Key Takeaways:
- The UK Government has published draft legislation implementing a reform of the United Kingdom’s carried interest tax regime with effect from April 2026, following through on a pledge in the Labour Party’s 2024 election manifesto.
- The new regime entails an increase in the headline rate of tax, from 32% to roughly 34% for “qualifying” carried interest (or 47% if non-“qualifying”), and substantial technical changes that may affect carry recipients who spend any time working in the United Kingdom.
- Fund houses and affected carry recipients will need to consider, in particular: new average holding period rules for fund investments, which will determine whether carried interest is “qualifying”; the application of the regime to non-UK resident carry recipients; and, potentially, an earlier UK tax payment date for carry recipients.
Last week, the UK Government published draft legislation to enact a new regime for the UK taxation of carried interest, which will apply to carried interest distributions from 2026/27 onwards (with no grandfathering). This is the latest stage in the fulfilment of the Labour Government’s pledge in its election manifesto to close the “loophole” they regard as applicable only to the private equity industry through which “performance-related pay” (by which they mean carried interest) is treated as capital gains.
The new regime, which was first announced in the Autumn Budget in 2024, entails both an increase in the headline rate of tax on carried interest, from 32% to roughly 34%, and other, substantial changes to the taxation of carried interest. Fund houses will need to understand the qualifying conditions for the new regime, its interaction with international and other UK tax regimes and cash flow implications for carry recipients relating to their UK tax payments.
Reform of Carried Interest Taxation
Currently, carried interest in a typical fund partnership structure is treated as investment profits and is taxed based on the underlying proceeds that give rise to a carry distribution, whether capital (typically taxed at 32%, up from 28% in 2024/25), dividends (typically 39.35%) or interest and other income (typically 45%). Where a carry recipient is a UK employee of the fund house and takes customary UK tax-planning steps, there are typically no qualifying conditions to such tax treatment. Furthermore, non-UK residents are not typically subject to UK tax on their carried interest. This is, potentially, all about to change under the new regime.

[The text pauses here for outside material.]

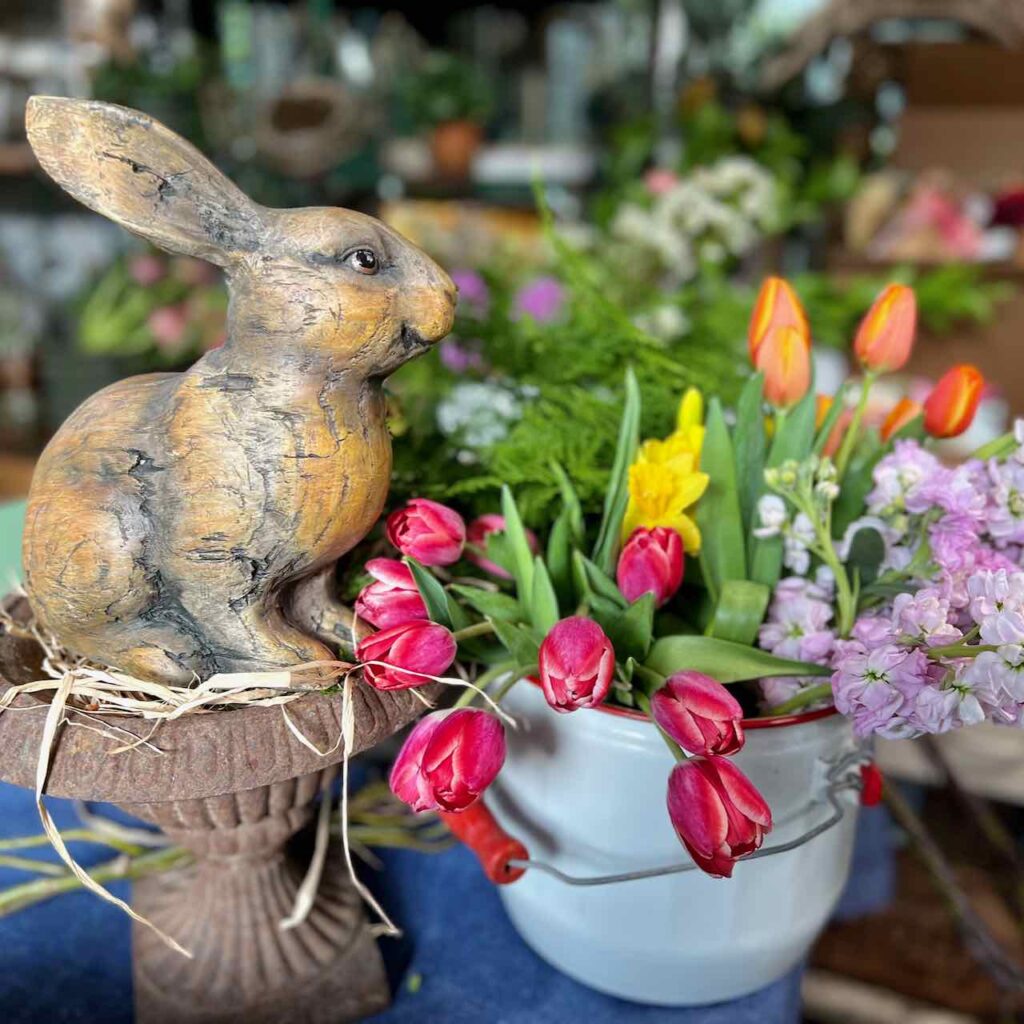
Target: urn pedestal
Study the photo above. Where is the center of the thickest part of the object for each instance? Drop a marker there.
(238, 790)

The core change under the new rules is that, rather than being taxed as profits arising from investment activity, at rates that are based on the underlying proceeds, carried interest will be taxed as profits arising from trading activity and thus will be within the income tax regime and subject to Class 4 National Insurance Contributions (“NICs”), which are generally imposed on the self-employed. Employer NICs will not be due. Under these new rules, carry would be taxed at 45% for additional rate taxpayers with a further 2% NICs, taking the overall top rate to 47%. However, “qualifying” carried interest will be eligible for a partial tax exemption, meaning that only 72.5% of it will be taxable, resulting in an effective tax rate of just over 34%.
“Qualifying” Carried Interest
“Qualifying” carried interest (“QCI”) is to be determined by reference to average holding period rules based on those used in the existing income based carried interest (“IBCI”) regime. In short, if a fund holds its investments, on average, for more than 40 months, the carried interest is QCI.
Significantly, by using an amended form of the IBCI average holding period rules to determine QCI, the new regime will require fund houses to consider the average holding period rules, which are summarised below, in many cases for the first time. Under current law, the IBCI rules only apply to UK resident non-employees (such as LLP members) to determine whether their carry is eligible for taxation as investment profits (rather than trading profits under the disguised investment management fee (“DIMF”) rules).
At the time of the Autumn Budget in 2024, the Government had consulted on adding two potential further requirements before carry can be regarded as “qualifying”—a minimum co-investment amount and a minimum carried interest holding period. Following a recent announcement by the Government, these requirements have been dropped and do not feature in the draft legislation.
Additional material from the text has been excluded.